If your local librarian, your local public health official, your local judge, your local city council member, you local county commissioner, your local school superintendent, your local social service worker, and your local hospital staff, if all of them and their families aren't targets by now, they will be very soon. 

Republicans, high on theocracy and conspiracy nonsense, are making sure your local and county government services cant work for anyone but them. Anyone who resists is deemed "groomer" or "communist" and run out of town, torches and pitchforks in hot pursuit.

If you're still wondering why there are few if any any Democrats on your local office on Tuesday, it's because increasing, being a Democrat at the state and local level, being a social service worker at all, regardless of political affiliation, makes you and your family targets for harassment and violence.

If Republicans can't be in charge of America's modern democracy, they'll burn the place down until the point where violent armed theocratic anarchy is all that remains.
 
 

Social media, cable news media and former President Donald Trump bear “a lot” of responsibility for the rise in political violence, a majority of registered voters say in the latest national NBC News poll.

Nearly all voters surveyed in the poll — 93% — say social media deserves a lot or some of the blame in the rise in political violence, while 87% say the same of cable news media, and 72% say the same of Trump. A majority of voters — 51% — the former president bears “a lot” of the responsibility.

A slightly higher share of voters say Republican candidates and elected officials bear responsibility compared to Democrats.
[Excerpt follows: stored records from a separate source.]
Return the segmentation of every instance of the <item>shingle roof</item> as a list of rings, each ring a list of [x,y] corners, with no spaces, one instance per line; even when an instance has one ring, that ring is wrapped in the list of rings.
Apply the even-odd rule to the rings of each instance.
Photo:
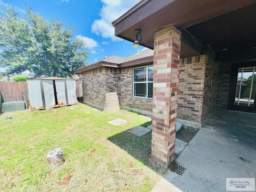
[[[121,57],[118,56],[113,55],[110,57],[105,58],[99,62],[101,61],[105,61],[110,63],[116,63],[120,64],[128,61],[133,61],[137,59],[141,59],[147,57],[153,56],[154,55],[154,51],[151,49],[146,48],[145,49],[135,53],[132,55],[129,55],[125,57]]]
[[[153,55],[154,51],[146,48],[138,53],[125,57],[119,57],[115,55],[106,57],[98,62],[75,70],[74,72],[81,73],[83,72],[93,70],[103,66],[119,68],[121,67],[127,67],[127,64],[129,63],[133,66],[140,65],[142,63],[140,63],[140,62],[144,62],[145,63],[153,62]],[[143,60],[140,62],[138,61],[139,60]],[[136,63],[132,64],[133,62],[135,62]]]

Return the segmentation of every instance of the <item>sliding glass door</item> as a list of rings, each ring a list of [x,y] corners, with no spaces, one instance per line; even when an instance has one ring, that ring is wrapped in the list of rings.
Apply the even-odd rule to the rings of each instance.
[[[231,70],[228,108],[256,112],[256,64],[240,64]]]

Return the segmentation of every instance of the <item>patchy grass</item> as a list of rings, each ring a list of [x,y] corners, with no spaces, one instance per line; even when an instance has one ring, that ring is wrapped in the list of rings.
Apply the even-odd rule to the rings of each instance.
[[[13,118],[6,120],[8,115]],[[118,118],[127,122],[108,123]],[[80,103],[5,113],[0,117],[0,191],[150,191],[166,169],[148,161],[150,133],[139,137],[126,131],[149,121],[126,110],[106,112]],[[51,166],[47,154],[59,147],[66,161]],[[60,185],[71,174],[67,184]]]

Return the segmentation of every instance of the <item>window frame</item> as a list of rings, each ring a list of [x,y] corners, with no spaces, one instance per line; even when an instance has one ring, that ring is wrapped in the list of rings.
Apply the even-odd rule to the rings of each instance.
[[[153,83],[153,80],[152,79],[152,81],[148,81],[148,67],[153,66],[153,65],[148,65],[146,66],[143,66],[141,67],[135,67],[132,68],[132,96],[133,97],[135,97],[136,98],[140,98],[143,99],[151,99],[153,100],[153,95],[152,96],[152,98],[148,97],[148,83]],[[138,69],[138,68],[146,68],[146,81],[138,81],[135,82],[134,81],[134,69]],[[135,95],[134,93],[134,86],[135,84],[137,83],[140,84],[146,84],[146,97],[141,97],[140,96],[136,96]],[[153,95],[153,90],[152,90],[152,95]]]

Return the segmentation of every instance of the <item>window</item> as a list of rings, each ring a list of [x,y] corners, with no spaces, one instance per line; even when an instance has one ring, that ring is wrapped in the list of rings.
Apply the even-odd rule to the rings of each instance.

And 59% say President Joe Biden bears a lot or some of that responsibility.

The survey also finds a majority of voters across political parties, including 65% of Democrats, 70% of Republicans and 71% of independents, say social media bears a lot or some of the responsibility for political violence.

”Americans are all really concerned about social media’s impact here,” said Jeff Horwitt of the Democratic polling firm Hart Research Associates, who conducted the poll along with Bill McInturff of the GOP firm Public Opinion Strategies.

The NBC News poll also found that a plurality of voters believe extreme rhetoric contributed to instances of political violence, rather viewing them as isolated incidents.

The bad news is of course that two-thirds of the country believe Democrats are to blame and nearly 60% believe President Biden himself, are personally responsible for the political violence in this country. The "both sides" smokescreen has worked overwhelmingly.

When Democrats and their voters are harmed or killed by this violence, people will say that it was justified.

Vote like your country depends on it tomorrow and Tuesday.

Run like your country needs you in the next election.